Il vocabolario è perciò una sorgente luminosa, contiene un’energia inesauribile, gratuita, alla portata di ognuno. Chi non ne approfitta, limita la  capacità d’illuminazione dei suoi paraggi.
Le parole sono il più potente strumento a disposizione di chi ha necessità di difesa da un torto, da un’oppressione. Una comunità che deve battersi per il riconoscimento di un suo diritto, per prima cosa convoca un’assemblea. Prende la parola. Il verbo è giusto: anche in una democrazia formale la parola non è automaticamente concessa. Va presa. L’assemblea prende la parola, ascolta gli interventi, le proposte, le mette ai voti.

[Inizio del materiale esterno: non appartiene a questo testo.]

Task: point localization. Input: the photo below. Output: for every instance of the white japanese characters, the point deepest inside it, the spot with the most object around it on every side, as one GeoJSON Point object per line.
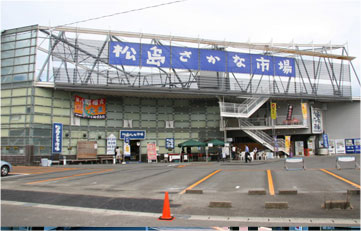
{"type": "Point", "coordinates": [285, 66]}
{"type": "Point", "coordinates": [129, 52]}
{"type": "Point", "coordinates": [263, 64]}
{"type": "Point", "coordinates": [213, 59]}
{"type": "Point", "coordinates": [165, 56]}
{"type": "Point", "coordinates": [239, 61]}
{"type": "Point", "coordinates": [155, 56]}
{"type": "Point", "coordinates": [185, 56]}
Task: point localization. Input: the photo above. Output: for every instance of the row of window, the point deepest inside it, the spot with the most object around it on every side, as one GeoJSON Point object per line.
{"type": "Point", "coordinates": [18, 36]}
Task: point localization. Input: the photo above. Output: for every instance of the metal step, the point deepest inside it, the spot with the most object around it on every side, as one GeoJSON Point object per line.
{"type": "Point", "coordinates": [243, 110]}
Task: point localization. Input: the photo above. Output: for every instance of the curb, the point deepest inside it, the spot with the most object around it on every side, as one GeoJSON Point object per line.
{"type": "Point", "coordinates": [194, 191]}
{"type": "Point", "coordinates": [287, 192]}
{"type": "Point", "coordinates": [257, 192]}
{"type": "Point", "coordinates": [220, 204]}
{"type": "Point", "coordinates": [276, 205]}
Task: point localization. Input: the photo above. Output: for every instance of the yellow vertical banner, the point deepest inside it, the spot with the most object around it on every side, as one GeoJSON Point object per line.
{"type": "Point", "coordinates": [287, 144]}
{"type": "Point", "coordinates": [273, 111]}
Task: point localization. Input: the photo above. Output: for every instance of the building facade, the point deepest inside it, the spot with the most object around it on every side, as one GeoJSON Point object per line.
{"type": "Point", "coordinates": [46, 73]}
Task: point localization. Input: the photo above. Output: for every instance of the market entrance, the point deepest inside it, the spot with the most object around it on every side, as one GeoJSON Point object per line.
{"type": "Point", "coordinates": [134, 150]}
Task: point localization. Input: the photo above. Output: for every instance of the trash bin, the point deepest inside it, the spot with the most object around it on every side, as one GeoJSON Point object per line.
{"type": "Point", "coordinates": [44, 162]}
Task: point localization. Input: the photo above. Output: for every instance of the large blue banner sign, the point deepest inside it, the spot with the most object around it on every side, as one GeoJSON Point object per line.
{"type": "Point", "coordinates": [148, 55]}
{"type": "Point", "coordinates": [155, 56]}
{"type": "Point", "coordinates": [57, 139]}
{"type": "Point", "coordinates": [212, 60]}
{"type": "Point", "coordinates": [185, 58]}
{"type": "Point", "coordinates": [124, 53]}
{"type": "Point", "coordinates": [239, 62]}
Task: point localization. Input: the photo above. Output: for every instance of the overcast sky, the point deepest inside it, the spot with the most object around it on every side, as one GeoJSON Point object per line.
{"type": "Point", "coordinates": [301, 21]}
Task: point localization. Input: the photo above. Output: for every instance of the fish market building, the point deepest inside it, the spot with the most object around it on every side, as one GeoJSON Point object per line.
{"type": "Point", "coordinates": [78, 92]}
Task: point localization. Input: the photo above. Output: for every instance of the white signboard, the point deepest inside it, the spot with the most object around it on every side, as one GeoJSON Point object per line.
{"type": "Point", "coordinates": [317, 123]}
{"type": "Point", "coordinates": [111, 144]}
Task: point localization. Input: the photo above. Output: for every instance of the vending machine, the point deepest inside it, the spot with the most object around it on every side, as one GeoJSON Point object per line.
{"type": "Point", "coordinates": [299, 148]}
{"type": "Point", "coordinates": [311, 145]}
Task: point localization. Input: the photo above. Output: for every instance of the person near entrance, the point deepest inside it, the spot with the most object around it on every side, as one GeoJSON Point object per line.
{"type": "Point", "coordinates": [247, 154]}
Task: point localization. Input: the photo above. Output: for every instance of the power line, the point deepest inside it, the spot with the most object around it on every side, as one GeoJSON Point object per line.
{"type": "Point", "coordinates": [124, 12]}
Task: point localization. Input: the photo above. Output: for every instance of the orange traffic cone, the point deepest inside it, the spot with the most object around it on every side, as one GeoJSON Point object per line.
{"type": "Point", "coordinates": [166, 210]}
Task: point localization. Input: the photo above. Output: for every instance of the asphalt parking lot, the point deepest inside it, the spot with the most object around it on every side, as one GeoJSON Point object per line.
{"type": "Point", "coordinates": [133, 194]}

A questo punto la parola presa va mantenuta, tenuta stretta in mano perché non cada a vuoto. Qualunque sia l’azione deliberata, anche l’estrema, ha la sua premessa nella parola presa e condivisa.

Salgo su qualche pedana, invitato a dire la mia, poi scendo, non resto sul podio. Non sono un delegato a dire a nome d’altri. Posso servire da amplificatore delle ragioni di una comunità che chiede un po’ di ascolto. Usa per questo la parola, il più potente mezzo di evoluzione di una società e probabilmente della specie umana.
Uso il vocabolario, batteria solare che serve a rischiarare, verbo che contiene insieme al chiaro anche la voce rischio, giusto e necessario, di chi si alza in piedi a prendere parola.